El triunfo electoral republicano del 5 de noviembre augura un fuerte giro. “Es necesario reconocerlo: la visión aislacionista de Trump es la visión del mundo que los estadounidenses quieren para el comercio, para la seguridad, para las cuestiones sociales, para lo que Estados Unidos representa”, considera el fundador de la consultora Eurasia Group, Ian Bremmer. Sus aliados internacionales “ya no pueden depender de ese componente del liderazgo estadounidense que surgía de unos valores occidentales compartidos”.
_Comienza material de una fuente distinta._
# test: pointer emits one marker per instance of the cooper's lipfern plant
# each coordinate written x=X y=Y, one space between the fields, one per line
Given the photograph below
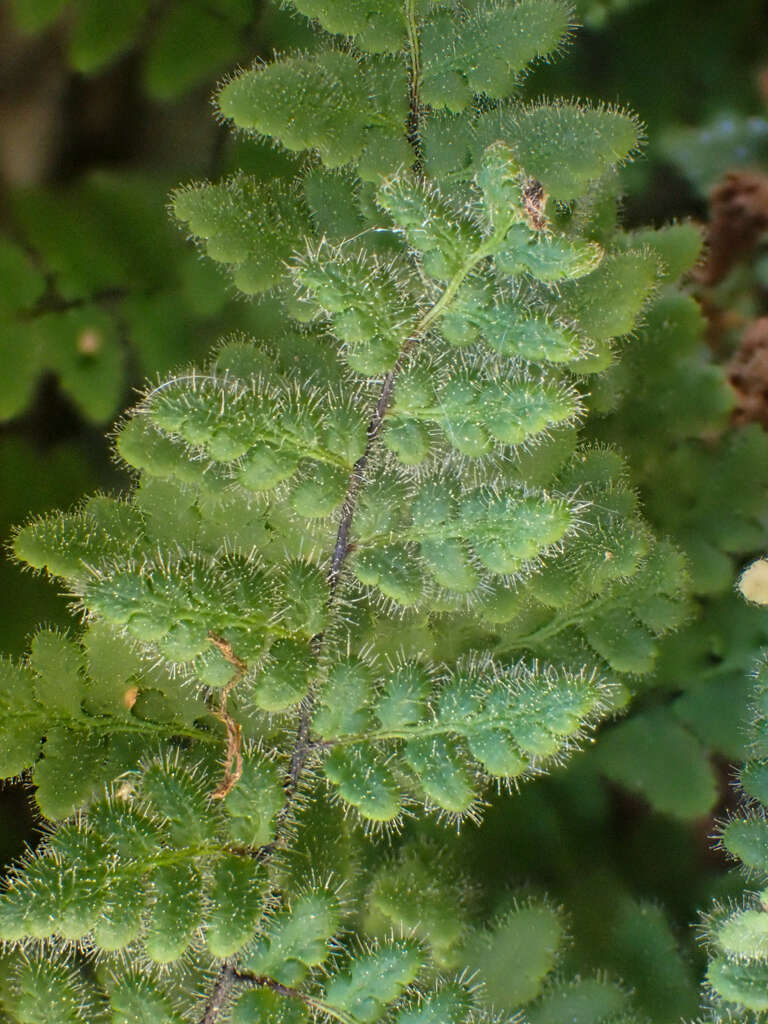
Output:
x=368 y=570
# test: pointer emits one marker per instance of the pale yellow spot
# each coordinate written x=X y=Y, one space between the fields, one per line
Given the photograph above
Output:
x=754 y=582
x=129 y=697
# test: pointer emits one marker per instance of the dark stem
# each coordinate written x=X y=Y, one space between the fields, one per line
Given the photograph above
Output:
x=229 y=978
x=225 y=984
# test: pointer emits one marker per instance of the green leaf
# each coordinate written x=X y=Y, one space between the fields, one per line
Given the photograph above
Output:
x=510 y=37
x=654 y=756
x=296 y=938
x=249 y=225
x=514 y=956
x=565 y=146
x=373 y=980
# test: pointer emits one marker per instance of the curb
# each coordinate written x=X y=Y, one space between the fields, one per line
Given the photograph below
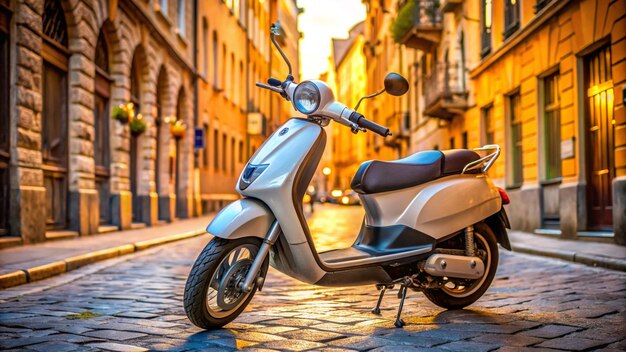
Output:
x=570 y=256
x=20 y=277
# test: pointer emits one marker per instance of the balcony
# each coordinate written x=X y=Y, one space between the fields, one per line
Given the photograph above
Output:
x=445 y=94
x=418 y=24
x=451 y=5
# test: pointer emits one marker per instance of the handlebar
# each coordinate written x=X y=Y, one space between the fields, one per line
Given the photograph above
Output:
x=361 y=121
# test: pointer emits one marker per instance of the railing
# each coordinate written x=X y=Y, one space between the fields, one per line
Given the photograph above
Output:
x=415 y=13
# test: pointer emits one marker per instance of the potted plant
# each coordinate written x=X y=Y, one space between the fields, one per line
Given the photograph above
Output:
x=137 y=125
x=123 y=112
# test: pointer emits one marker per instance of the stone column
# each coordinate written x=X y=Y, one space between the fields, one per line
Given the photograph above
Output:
x=28 y=210
x=619 y=209
x=83 y=202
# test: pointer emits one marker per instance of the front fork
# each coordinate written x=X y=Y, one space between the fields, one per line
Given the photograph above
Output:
x=253 y=273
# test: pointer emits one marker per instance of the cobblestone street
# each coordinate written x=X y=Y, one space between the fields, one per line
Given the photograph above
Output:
x=135 y=304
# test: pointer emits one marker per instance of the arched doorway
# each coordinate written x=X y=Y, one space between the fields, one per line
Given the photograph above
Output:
x=161 y=96
x=135 y=98
x=54 y=117
x=181 y=197
x=101 y=127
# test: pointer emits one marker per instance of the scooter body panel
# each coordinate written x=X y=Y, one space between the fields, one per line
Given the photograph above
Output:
x=289 y=153
x=437 y=208
x=246 y=217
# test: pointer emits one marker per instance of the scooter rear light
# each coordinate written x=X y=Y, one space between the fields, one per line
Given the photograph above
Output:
x=504 y=196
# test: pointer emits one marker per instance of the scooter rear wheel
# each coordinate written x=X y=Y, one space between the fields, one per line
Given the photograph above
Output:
x=461 y=294
x=212 y=296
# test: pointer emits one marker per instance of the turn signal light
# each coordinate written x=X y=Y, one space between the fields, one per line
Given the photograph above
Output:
x=504 y=196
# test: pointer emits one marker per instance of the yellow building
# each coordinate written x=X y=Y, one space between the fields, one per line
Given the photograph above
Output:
x=544 y=80
x=350 y=81
x=383 y=55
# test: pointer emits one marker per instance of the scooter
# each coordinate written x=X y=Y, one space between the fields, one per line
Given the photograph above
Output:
x=433 y=220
Biden es un presidente de salida, ya sin capacidad de presión. Un “pato cojo”, como se conoce la figura en el lenguaje político estadounidense. O peor aún: “un pato supercojo, porque su sucesor va a aplicar políticas muy diferentes a las suyas. Y no hay nada que pueda hacer por impedir esos cambios dentro de un par de meses”, según Erin Murphy, del think tank Centro de Estudios Estratégicos Internacionales (CSIS, por sus siglas en inglés). Es algo que otros líderes mundiales tienen claro: entre los primeros en felicitar a Trump estuvieron grandes aliados del demócrata, como el presidente francés, el muy multilateralista Emmanuel Macron, o el jefe de Estado ucranio, Volodímir Zelenski. Y que ocurre cuando otro gran socio en el orden tradicional, Alemania, ha visto colapsar la coalición de gobierno.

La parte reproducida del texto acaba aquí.